Prior to the current study, hundreds of Fanzors had been found among eukaryotic organisms. Through an extensive search of genetic databases led by lab member Justin Lim, Gootenberg and Abudayyeh’s team has now expanded the known diversity of these enzymes by an order of magnitude.

Among the more than 3,600 Fanzors that the team found in eukaryotes and the viruses that infect them, the researchers were able to identify five different families of the enzymes. By comparing these enzymes’ precise makeup, they found evidence of a long evolutionary history.

Fanzors likely evolved from RNA-guided DNA-cutting bacterial enzymes called TnpBs. In fact, it was Fanzors’ genetic similarities to these bacterial enzymes that first caught the attention of both Zhang’s group and Gootenberg and Abudayyeh’s team.

The evolutionary connections that Gootenberg and Abudayyeh traced suggest that these bacterial predecessors of Fanzors probably entered eukaryotic cells, initiating their evolution, more than once. Some were likely transmitted by viruses, while others may have been introduced by symbiotic bacteria. The research also suggests that after they were taken up by eukaryotes, the enzymes evolved features suited to their new environment, such as a signal that allows them to enter a cell nucleus, where they have access to DNA.

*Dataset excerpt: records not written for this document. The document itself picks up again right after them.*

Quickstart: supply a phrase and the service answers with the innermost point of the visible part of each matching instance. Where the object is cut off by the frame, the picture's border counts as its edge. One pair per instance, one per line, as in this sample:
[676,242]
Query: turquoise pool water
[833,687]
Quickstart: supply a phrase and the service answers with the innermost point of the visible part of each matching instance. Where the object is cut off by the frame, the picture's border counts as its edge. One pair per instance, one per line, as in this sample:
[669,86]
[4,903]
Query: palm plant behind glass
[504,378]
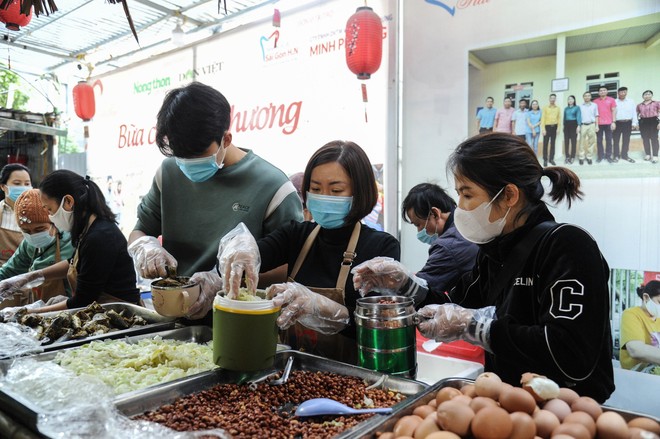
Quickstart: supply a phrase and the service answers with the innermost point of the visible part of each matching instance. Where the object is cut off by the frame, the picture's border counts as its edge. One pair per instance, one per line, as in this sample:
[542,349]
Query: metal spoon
[326,406]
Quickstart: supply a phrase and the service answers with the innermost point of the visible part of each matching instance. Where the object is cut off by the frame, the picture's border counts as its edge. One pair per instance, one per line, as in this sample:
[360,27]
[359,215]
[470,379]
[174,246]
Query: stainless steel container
[386,335]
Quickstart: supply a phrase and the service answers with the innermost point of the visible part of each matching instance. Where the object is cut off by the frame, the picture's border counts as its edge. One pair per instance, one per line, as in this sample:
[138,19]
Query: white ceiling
[574,43]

Through genetic and biochemical experiments led by graduate student Kaiyi Jiang, the team determined that Fanzors have evolved a DNA-cutting active site that is distinct from that of their bacterial predecessors. This seems to allow the enzyme to cut its target sequence more precisely the ancestors of TnpB, when targeted to a sequence of DNA in a test tube, become activated and cut other sequences in the tube; Fanzors lack this promiscuous activity. When they used an RNA guide to direct the enzymes to cut specific sites in the genome of human cells, they found that certain Fanzors were able to cut these target sequences with about 10 to 20 percent efficiency.

With further research, Abudayyeh and Gootenberg hope that a variety of sophisticated genome editing tools can be developed from Fanzors. “It’s a new platform, and they have many capabilities,” says Gootenberg. “Opening up the whole eukaryotic world to these types of RNA-guided systems is going to give us a lot to work on,” Abudayyeh adds.